I've been browsing quite a few spring recipe lists lately, but the Roast Chicken Thighs with Peas and Mint recipe from Bon Appetit really caught my eye enough for me to give it a try! This recipe is very low-maintenance, quick to cook, and deliciously flavorful. I've very glad that I gave it a shot.
The recipe for Roast Chicken Thighs with Peas and Mint is quite easy to make and yields 4 servings with a prep/total time of 30 minutes. If anyone is interested in checking out the instructions, please click on the image up above.
The following ingredients were used:
- 6 skin-on, bone-in chicken thighs (about 2 1/2 lb. total)
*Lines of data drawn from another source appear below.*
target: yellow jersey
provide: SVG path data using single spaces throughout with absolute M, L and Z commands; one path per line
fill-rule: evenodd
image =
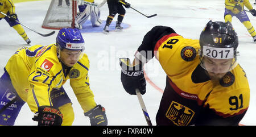
M 0 0 L 0 11 L 5 14 L 9 11 L 10 14 L 15 13 L 15 6 L 12 0 Z M 5 16 L 0 14 L 0 18 L 3 18 Z
M 96 106 L 90 89 L 89 61 L 84 53 L 68 73 L 57 57 L 56 46 L 36 45 L 22 47 L 8 61 L 5 69 L 19 96 L 34 113 L 43 105 L 52 106 L 52 90 L 60 88 L 67 80 L 84 112 Z
M 237 125 L 245 114 L 250 88 L 245 71 L 238 65 L 213 81 L 199 64 L 200 49 L 199 40 L 168 27 L 155 27 L 144 37 L 137 54 L 154 53 L 167 74 L 157 124 Z

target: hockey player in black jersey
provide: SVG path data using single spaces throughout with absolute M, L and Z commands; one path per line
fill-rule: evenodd
M 125 5 L 119 2 L 120 1 L 125 3 Z M 103 32 L 105 34 L 108 34 L 109 32 L 109 25 L 110 25 L 112 20 L 114 19 L 115 14 L 118 14 L 118 16 L 117 17 L 115 29 L 118 30 L 121 30 L 123 29 L 123 27 L 121 26 L 121 24 L 123 21 L 126 11 L 122 6 L 123 5 L 126 8 L 130 8 L 130 5 L 125 1 L 125 0 L 108 0 L 107 3 L 109 10 L 109 15 L 108 16 L 106 25 L 103 29 Z

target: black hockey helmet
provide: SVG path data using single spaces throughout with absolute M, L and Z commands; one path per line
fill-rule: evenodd
M 236 51 L 238 38 L 230 22 L 210 20 L 201 33 L 199 42 L 201 49 L 205 45 L 216 48 L 233 47 Z
M 233 59 L 229 70 L 237 64 L 238 38 L 230 22 L 210 20 L 201 33 L 199 43 L 200 65 L 204 68 L 203 60 L 205 56 L 214 59 Z

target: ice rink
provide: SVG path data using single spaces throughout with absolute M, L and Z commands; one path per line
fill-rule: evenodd
M 98 0 L 96 2 L 101 1 Z M 155 26 L 166 26 L 173 28 L 184 38 L 199 39 L 206 23 L 213 21 L 224 21 L 224 0 L 127 0 L 131 6 L 141 12 L 156 16 L 147 18 L 133 9 L 126 10 L 123 22 L 130 27 L 122 32 L 111 31 L 83 33 L 85 41 L 85 53 L 90 60 L 89 75 L 90 88 L 98 104 L 104 106 L 109 125 L 147 125 L 137 97 L 128 94 L 120 80 L 121 69 L 118 59 L 129 57 L 133 60 L 134 53 L 142 41 L 146 32 Z M 19 20 L 42 34 L 51 30 L 41 27 L 51 0 L 18 3 L 16 13 Z M 253 7 L 254 1 L 250 0 Z M 109 14 L 106 3 L 101 8 L 101 19 L 105 20 Z M 256 17 L 248 16 L 254 28 Z M 115 17 L 113 22 L 117 19 Z M 251 89 L 250 106 L 241 123 L 256 125 L 256 43 L 253 41 L 246 28 L 236 18 L 232 24 L 239 38 L 238 61 L 246 72 Z M 105 26 L 105 24 L 101 24 Z M 31 45 L 47 45 L 55 43 L 58 31 L 49 37 L 42 37 L 23 27 L 31 40 Z M 0 74 L 3 73 L 9 59 L 20 47 L 27 45 L 14 29 L 10 28 L 5 20 L 0 21 Z M 145 66 L 147 75 L 157 87 L 163 90 L 166 74 L 158 61 L 154 59 Z M 71 98 L 75 113 L 73 125 L 90 125 L 89 118 L 84 115 L 72 88 L 67 82 L 64 86 Z M 155 86 L 147 83 L 147 92 L 143 98 L 153 125 L 156 124 L 155 115 L 162 93 Z M 31 118 L 34 114 L 25 104 L 18 115 L 15 125 L 36 125 Z

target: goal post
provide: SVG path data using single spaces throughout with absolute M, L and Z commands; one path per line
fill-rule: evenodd
M 42 27 L 60 30 L 75 28 L 77 0 L 52 0 Z

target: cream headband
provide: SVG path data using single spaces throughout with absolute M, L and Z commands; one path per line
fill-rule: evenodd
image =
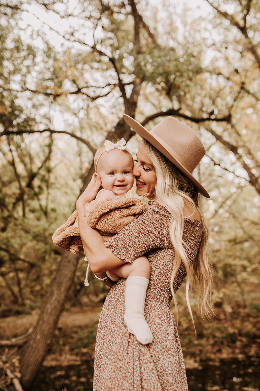
M 121 149 L 122 151 L 124 151 L 126 148 L 126 142 L 124 138 L 121 138 L 120 140 L 119 140 L 119 141 L 118 141 L 115 144 L 114 143 L 112 143 L 111 141 L 109 141 L 109 140 L 106 140 L 104 146 L 105 149 L 104 151 L 102 151 L 96 160 L 96 164 L 95 165 L 95 171 L 96 171 L 97 162 L 104 152 L 109 152 L 110 151 L 112 151 L 112 149 L 114 149 L 115 148 L 117 148 L 117 149 Z

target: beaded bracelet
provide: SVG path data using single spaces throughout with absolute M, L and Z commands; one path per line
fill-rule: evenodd
M 106 277 L 104 277 L 103 278 L 101 278 L 101 277 L 98 277 L 97 276 L 96 276 L 95 274 L 94 274 L 94 275 L 96 277 L 96 278 L 97 278 L 98 280 L 100 280 L 101 281 L 103 281 L 104 282 L 105 281 L 108 281 L 109 280 L 110 280 L 110 278 L 108 276 L 107 276 Z

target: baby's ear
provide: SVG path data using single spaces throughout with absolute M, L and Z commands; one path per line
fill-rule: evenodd
M 97 183 L 99 183 L 99 182 L 100 183 L 100 185 L 101 185 L 101 178 L 99 176 L 99 174 L 97 174 L 97 172 L 94 172 L 94 178 L 95 178 L 95 179 L 96 182 L 97 182 Z

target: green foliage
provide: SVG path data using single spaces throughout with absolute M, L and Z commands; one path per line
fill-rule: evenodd
M 229 20 L 173 2 L 157 9 L 141 0 L 137 15 L 120 0 L 78 1 L 73 11 L 36 3 L 37 19 L 30 1 L 28 11 L 0 6 L 2 303 L 40 305 L 60 256 L 52 233 L 125 111 L 145 122 L 152 116 L 150 129 L 170 111 L 197 133 L 207 156 L 195 174 L 211 196 L 204 208 L 216 276 L 258 278 L 260 5 L 212 2 Z M 133 138 L 133 153 L 136 145 Z M 81 261 L 71 301 L 85 300 L 85 269 Z M 92 281 L 88 296 L 105 289 Z

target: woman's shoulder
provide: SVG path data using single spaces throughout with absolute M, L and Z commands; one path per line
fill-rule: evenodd
M 170 219 L 171 217 L 171 213 L 169 211 L 157 201 L 149 201 L 145 205 L 145 212 L 154 213 L 159 213 L 168 219 Z
M 149 201 L 146 204 L 145 212 L 145 211 L 149 214 L 152 213 L 154 215 L 159 213 L 164 216 L 168 220 L 169 220 L 171 217 L 170 212 L 157 201 Z M 187 216 L 185 218 L 185 228 L 189 230 L 193 229 L 199 231 L 201 230 L 203 224 L 201 221 L 200 212 L 198 210 L 196 210 L 194 213 L 191 214 L 190 211 L 186 208 L 184 210 L 184 215 Z

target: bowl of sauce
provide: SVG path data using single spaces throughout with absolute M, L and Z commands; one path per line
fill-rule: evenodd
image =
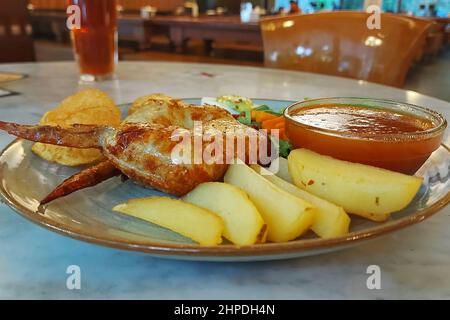
M 325 98 L 284 112 L 295 148 L 414 174 L 439 148 L 445 118 L 430 109 L 389 100 Z

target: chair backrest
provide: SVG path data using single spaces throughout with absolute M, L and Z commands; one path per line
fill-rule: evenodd
M 27 3 L 27 0 L 2 0 L 0 6 L 0 62 L 35 60 Z
M 365 12 L 338 11 L 263 19 L 265 65 L 402 86 L 431 23 L 381 14 L 370 30 Z

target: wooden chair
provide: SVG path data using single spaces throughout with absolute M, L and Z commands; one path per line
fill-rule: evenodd
M 0 6 L 0 62 L 34 61 L 27 0 L 3 0 Z
M 368 18 L 340 11 L 263 19 L 265 65 L 400 87 L 431 23 L 386 13 L 381 29 L 370 30 Z

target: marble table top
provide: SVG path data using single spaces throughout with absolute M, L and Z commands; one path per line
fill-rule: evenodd
M 0 119 L 37 123 L 80 88 L 71 62 L 0 64 L 26 79 L 0 83 Z M 165 62 L 121 62 L 119 80 L 96 86 L 116 103 L 163 92 L 175 97 L 238 94 L 254 98 L 361 96 L 427 106 L 450 119 L 450 103 L 364 81 L 273 69 Z M 0 148 L 12 141 L 0 133 Z M 446 136 L 449 143 L 449 136 Z M 0 204 L 0 298 L 4 299 L 450 299 L 450 207 L 402 231 L 346 251 L 252 263 L 186 262 L 98 247 L 36 226 Z M 67 268 L 81 270 L 69 290 Z M 367 268 L 381 289 L 367 288 Z

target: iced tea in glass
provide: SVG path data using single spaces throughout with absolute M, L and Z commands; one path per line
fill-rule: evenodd
M 117 54 L 116 0 L 69 0 L 80 8 L 80 28 L 71 32 L 81 81 L 114 78 Z

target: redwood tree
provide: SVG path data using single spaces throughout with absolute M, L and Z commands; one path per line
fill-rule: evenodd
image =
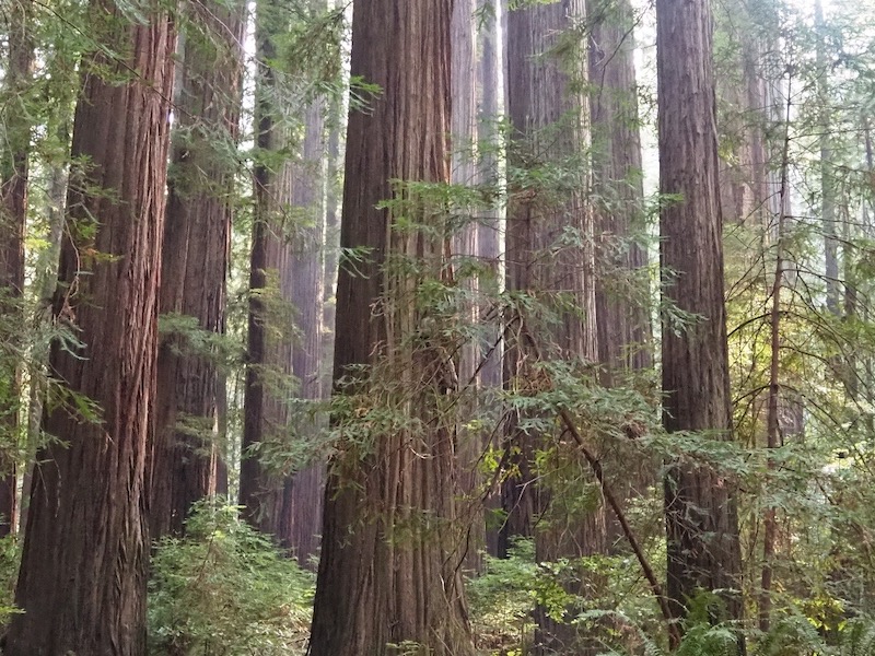
M 24 229 L 27 215 L 27 157 L 31 150 L 31 110 L 25 106 L 34 58 L 28 31 L 31 2 L 12 2 L 7 27 L 3 144 L 0 149 L 0 315 L 2 340 L 12 344 L 0 353 L 0 537 L 15 525 L 15 470 L 19 445 L 21 358 L 19 330 L 24 319 Z
M 236 162 L 244 4 L 190 5 L 170 169 L 161 314 L 224 331 L 225 272 Z M 215 491 L 221 458 L 215 342 L 167 330 L 158 358 L 151 433 L 152 538 L 179 534 L 191 504 Z M 207 345 L 205 345 L 205 341 Z
M 661 266 L 666 303 L 695 318 L 663 319 L 663 423 L 669 432 L 732 438 L 723 248 L 708 0 L 657 0 Z M 675 462 L 665 479 L 667 594 L 682 618 L 699 590 L 737 589 L 739 544 L 732 477 Z M 739 618 L 738 596 L 727 596 Z M 742 645 L 742 643 L 739 643 Z
M 509 166 L 523 172 L 521 188 L 511 188 L 506 226 L 508 289 L 542 301 L 536 325 L 522 317 L 526 331 L 537 335 L 548 356 L 569 361 L 596 358 L 595 295 L 592 251 L 580 247 L 592 231 L 592 218 L 583 204 L 586 148 L 586 102 L 576 91 L 585 70 L 561 60 L 557 45 L 584 16 L 582 1 L 525 5 L 508 16 L 508 113 L 515 144 Z M 573 57 L 573 56 L 572 56 Z M 559 168 L 564 176 L 538 176 L 537 171 Z M 541 183 L 542 179 L 561 181 Z M 580 239 L 580 242 L 579 242 Z M 569 303 L 574 309 L 569 309 Z M 536 314 L 536 313 L 533 313 Z M 526 367 L 538 358 L 525 339 L 513 339 L 505 355 L 505 386 L 526 385 L 533 372 Z M 513 536 L 533 535 L 533 522 L 544 509 L 529 466 L 534 450 L 544 442 L 511 430 L 509 453 L 515 453 L 521 475 L 503 484 L 502 504 L 508 519 L 499 536 L 499 553 L 506 553 Z M 546 544 L 541 544 L 546 547 Z
M 59 440 L 37 456 L 5 654 L 145 653 L 147 422 L 155 387 L 158 282 L 174 35 L 163 11 L 132 24 L 95 0 L 107 44 L 82 63 L 68 232 L 50 366 L 97 406 L 88 421 L 47 408 Z M 97 20 L 100 17 L 100 20 Z M 112 58 L 109 52 L 124 52 Z
M 349 117 L 341 245 L 362 257 L 347 250 L 341 263 L 335 378 L 346 376 L 342 391 L 364 405 L 336 417 L 354 432 L 330 465 L 312 656 L 378 655 L 409 643 L 472 654 L 452 534 L 453 413 L 438 408 L 452 394 L 452 367 L 440 347 L 443 318 L 415 303 L 445 270 L 448 235 L 441 237 L 443 209 L 427 192 L 390 183 L 450 181 L 452 4 L 373 0 L 353 9 L 352 74 L 382 93 Z M 386 199 L 388 208 L 377 207 Z M 385 368 L 388 378 L 374 371 Z M 412 421 L 362 426 L 355 420 L 368 420 L 369 399 L 390 400 Z
M 292 397 L 292 248 L 289 221 L 292 168 L 278 153 L 290 145 L 288 116 L 278 107 L 281 90 L 275 70 L 277 38 L 288 15 L 275 0 L 256 9 L 256 145 L 255 216 L 249 259 L 249 320 L 240 503 L 259 530 L 288 542 L 291 481 L 270 469 L 253 449 L 287 432 Z M 285 528 L 284 528 L 285 527 Z

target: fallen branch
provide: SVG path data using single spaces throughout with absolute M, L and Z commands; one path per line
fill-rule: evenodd
M 532 345 L 532 350 L 535 352 L 535 356 L 539 361 L 542 360 L 540 349 L 538 348 L 535 339 L 528 333 L 527 330 L 524 330 L 524 333 Z M 665 595 L 663 594 L 663 588 L 660 585 L 660 582 L 656 579 L 656 574 L 653 572 L 653 567 L 651 567 L 648 558 L 644 555 L 644 551 L 641 549 L 638 538 L 635 538 L 634 532 L 632 532 L 632 527 L 629 526 L 629 522 L 626 519 L 626 514 L 622 512 L 622 507 L 620 507 L 617 497 L 614 496 L 614 492 L 611 492 L 607 481 L 605 480 L 605 470 L 602 468 L 602 462 L 595 457 L 595 454 L 593 454 L 593 452 L 586 447 L 586 443 L 578 430 L 578 426 L 574 424 L 574 420 L 572 419 L 571 414 L 569 414 L 569 411 L 564 408 L 559 408 L 559 417 L 562 420 L 562 423 L 565 424 L 565 430 L 574 438 L 574 442 L 581 449 L 583 457 L 586 458 L 590 469 L 593 470 L 593 473 L 598 481 L 602 495 L 605 497 L 605 501 L 608 502 L 610 509 L 614 512 L 614 516 L 620 524 L 623 537 L 626 538 L 627 542 L 629 542 L 629 547 L 631 547 L 638 563 L 641 565 L 641 571 L 644 573 L 644 577 L 648 579 L 650 589 L 653 593 L 653 596 L 656 598 L 656 602 L 660 605 L 660 610 L 662 611 L 663 618 L 666 621 L 669 644 L 677 645 L 680 643 L 680 631 L 678 630 L 678 625 L 672 616 L 672 610 L 668 607 L 668 599 L 666 599 Z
- 1 Tbsp. ground coriander
- Kosher salt
- 2 Tbsp. extra-virgin olive oil
- 3 large leeks, white and pale green parts only, sliced 1/2" thick
- 4 garlic cloves, thinly sliced
- 5 2x1" strips lemon zest
- 2 bay leaves
- 1/3 cup dry white wine
- 1 1/2 cups low-sodium chicken broth
- 1 cup fresh (or frozen, thawed) peas
- 1 cup mint leaves, torn if large
- Low- maintenance and quick-cooking
- Serves 4
- Very easy to make and utilizes very few ingredients
- Perfect for a spring season dinner
I am always happy when cooking with chicken thighs, they're always so tasty! I recommend this as the perfect spring recipe to kick off the season.